- Born: Ana María Aurora García-Siñeriz Alonso 26 July 1965 (age 60) Oviedo, Spain
- Occupation: TV Presenter
- Spouse: Gauthier Peyrouzet (m. 1997)
- Children: 2

= Ana García-Siñeriz =

Spanish television presenter

Ana María Aurora García-Siñeriz Alonso (born 26 July 1965) is a Spanish TV presenter.

She has a bachelor's degree in journalism from the Universidad Complutense de Madrid and a master's degree in radio from Radio Nacional de España.
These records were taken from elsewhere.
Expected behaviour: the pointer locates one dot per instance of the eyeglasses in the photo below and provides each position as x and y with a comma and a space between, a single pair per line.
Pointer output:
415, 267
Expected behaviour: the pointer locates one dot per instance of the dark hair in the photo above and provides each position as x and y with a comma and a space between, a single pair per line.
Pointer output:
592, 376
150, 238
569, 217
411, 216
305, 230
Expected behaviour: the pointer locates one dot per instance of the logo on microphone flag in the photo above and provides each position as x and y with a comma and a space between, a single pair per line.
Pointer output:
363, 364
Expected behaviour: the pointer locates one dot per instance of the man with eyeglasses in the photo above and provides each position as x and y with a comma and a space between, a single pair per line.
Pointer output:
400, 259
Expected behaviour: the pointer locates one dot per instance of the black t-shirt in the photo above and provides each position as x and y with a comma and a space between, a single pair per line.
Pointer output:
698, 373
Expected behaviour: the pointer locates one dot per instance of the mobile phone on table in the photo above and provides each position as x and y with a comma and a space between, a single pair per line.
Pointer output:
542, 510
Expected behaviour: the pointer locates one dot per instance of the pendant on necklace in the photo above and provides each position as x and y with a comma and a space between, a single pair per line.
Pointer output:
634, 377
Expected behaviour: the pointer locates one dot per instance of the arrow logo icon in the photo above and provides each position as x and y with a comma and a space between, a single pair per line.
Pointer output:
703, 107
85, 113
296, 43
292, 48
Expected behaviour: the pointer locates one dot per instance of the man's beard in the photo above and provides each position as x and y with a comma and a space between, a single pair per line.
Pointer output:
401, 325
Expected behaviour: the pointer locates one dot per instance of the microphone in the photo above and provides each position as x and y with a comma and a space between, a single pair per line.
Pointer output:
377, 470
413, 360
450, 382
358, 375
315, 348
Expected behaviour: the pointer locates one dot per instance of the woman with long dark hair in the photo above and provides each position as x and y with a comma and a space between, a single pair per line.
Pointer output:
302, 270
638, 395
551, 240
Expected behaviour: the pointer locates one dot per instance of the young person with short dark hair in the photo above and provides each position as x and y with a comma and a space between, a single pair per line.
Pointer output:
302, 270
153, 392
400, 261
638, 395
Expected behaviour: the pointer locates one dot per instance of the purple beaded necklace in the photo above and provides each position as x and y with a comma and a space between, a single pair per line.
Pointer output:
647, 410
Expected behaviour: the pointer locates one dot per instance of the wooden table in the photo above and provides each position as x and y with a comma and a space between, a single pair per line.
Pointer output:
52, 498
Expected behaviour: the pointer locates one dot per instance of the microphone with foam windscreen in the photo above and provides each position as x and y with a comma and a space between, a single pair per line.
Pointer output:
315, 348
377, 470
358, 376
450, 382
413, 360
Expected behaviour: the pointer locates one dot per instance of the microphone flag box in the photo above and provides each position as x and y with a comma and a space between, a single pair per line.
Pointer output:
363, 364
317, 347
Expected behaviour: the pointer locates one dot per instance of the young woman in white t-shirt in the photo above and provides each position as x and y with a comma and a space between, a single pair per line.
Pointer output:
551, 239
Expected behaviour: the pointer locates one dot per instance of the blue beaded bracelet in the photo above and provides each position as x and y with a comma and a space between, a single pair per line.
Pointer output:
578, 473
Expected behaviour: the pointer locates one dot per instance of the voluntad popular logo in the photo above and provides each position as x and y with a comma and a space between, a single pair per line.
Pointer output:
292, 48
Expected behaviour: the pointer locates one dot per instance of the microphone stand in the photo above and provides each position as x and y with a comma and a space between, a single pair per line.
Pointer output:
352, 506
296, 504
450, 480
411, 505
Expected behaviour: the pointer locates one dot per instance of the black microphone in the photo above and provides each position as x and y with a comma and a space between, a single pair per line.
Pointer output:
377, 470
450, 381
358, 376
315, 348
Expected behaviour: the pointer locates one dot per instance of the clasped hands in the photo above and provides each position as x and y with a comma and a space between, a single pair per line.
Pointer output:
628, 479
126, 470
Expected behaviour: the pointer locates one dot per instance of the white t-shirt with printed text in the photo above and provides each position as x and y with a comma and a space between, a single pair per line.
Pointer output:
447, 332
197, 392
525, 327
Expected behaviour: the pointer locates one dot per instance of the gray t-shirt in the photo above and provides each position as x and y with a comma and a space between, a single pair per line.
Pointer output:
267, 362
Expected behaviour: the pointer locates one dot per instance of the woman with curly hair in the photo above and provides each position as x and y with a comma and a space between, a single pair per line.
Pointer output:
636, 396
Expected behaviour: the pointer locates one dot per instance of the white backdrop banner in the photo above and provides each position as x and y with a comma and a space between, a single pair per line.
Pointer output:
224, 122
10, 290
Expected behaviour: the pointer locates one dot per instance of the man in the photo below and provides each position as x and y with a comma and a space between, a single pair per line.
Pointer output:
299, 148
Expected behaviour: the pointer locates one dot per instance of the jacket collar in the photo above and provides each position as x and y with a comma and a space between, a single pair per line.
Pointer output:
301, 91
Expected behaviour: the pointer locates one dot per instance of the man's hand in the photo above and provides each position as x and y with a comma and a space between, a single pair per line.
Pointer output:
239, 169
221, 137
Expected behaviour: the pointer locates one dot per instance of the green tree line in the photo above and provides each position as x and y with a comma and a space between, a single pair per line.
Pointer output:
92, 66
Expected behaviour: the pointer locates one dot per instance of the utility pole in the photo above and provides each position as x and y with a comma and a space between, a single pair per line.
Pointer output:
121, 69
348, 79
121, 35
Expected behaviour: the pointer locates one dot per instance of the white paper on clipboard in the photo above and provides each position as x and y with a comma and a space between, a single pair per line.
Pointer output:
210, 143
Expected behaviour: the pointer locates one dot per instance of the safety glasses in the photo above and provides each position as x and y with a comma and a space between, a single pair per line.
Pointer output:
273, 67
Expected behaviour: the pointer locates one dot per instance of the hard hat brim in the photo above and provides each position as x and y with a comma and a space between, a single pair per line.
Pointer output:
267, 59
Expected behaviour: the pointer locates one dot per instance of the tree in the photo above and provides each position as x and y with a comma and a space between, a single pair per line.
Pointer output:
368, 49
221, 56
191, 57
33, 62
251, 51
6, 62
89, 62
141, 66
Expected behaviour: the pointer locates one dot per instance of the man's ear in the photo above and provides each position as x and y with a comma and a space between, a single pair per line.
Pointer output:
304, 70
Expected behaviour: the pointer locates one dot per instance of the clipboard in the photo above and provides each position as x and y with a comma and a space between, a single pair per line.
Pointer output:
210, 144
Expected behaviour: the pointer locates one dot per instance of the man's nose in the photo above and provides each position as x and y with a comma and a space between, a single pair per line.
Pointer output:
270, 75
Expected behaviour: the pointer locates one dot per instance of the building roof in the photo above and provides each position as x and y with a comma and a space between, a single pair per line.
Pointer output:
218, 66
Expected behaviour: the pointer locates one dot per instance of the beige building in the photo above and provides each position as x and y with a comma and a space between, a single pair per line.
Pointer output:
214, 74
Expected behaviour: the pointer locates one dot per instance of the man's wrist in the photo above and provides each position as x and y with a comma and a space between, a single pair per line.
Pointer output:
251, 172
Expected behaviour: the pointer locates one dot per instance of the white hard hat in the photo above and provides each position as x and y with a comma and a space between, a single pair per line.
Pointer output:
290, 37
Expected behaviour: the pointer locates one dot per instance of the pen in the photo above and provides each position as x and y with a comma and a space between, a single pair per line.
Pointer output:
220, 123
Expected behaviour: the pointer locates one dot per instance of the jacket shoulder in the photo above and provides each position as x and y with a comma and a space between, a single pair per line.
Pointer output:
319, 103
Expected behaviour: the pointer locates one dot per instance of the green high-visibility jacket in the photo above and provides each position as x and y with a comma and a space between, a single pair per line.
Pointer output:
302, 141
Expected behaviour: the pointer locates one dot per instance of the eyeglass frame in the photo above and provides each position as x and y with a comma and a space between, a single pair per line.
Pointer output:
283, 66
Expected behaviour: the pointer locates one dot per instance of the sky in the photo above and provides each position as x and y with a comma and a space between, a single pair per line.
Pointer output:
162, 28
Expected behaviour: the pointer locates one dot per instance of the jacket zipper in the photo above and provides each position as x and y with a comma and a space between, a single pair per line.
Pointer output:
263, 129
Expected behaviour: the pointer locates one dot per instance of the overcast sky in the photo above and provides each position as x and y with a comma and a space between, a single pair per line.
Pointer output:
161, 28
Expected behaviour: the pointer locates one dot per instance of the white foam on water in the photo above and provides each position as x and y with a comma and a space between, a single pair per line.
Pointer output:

She worked in Lo + plus and Magacine in Canal+. She was the presenter, along with Boris Izaguirre, of TV show Channel nº4, which aired on Cuatro from 2005 to 2008. She is married to Gauthier Peyrouzet and has two children: Mateo (b. 1997) and Chloe (b. 2000).

==Television==
- Hablando claro (1988-1989) (TVE)
- Primer plano (1993–1994) (Canal+)
- Lo + plus (1995–2005) (Canal+)
- Magacine (1996-2002) (Canal+)
- Channel nº 4 (2005–2008) with Boris Izaguirre (Cuatro)
- Matinal Cuatro with a Daniel Serrano y Roger Persiva (2010) (Cuatro).

==Bibliography==
- Bebé a bordo, 2000
- Esas mujeres rubias, 2010
- Nueve meses y un día, 2012

She has also published, along with illustrator Jordi Labanda, a series of children's storybooks centered on a character named Zoé.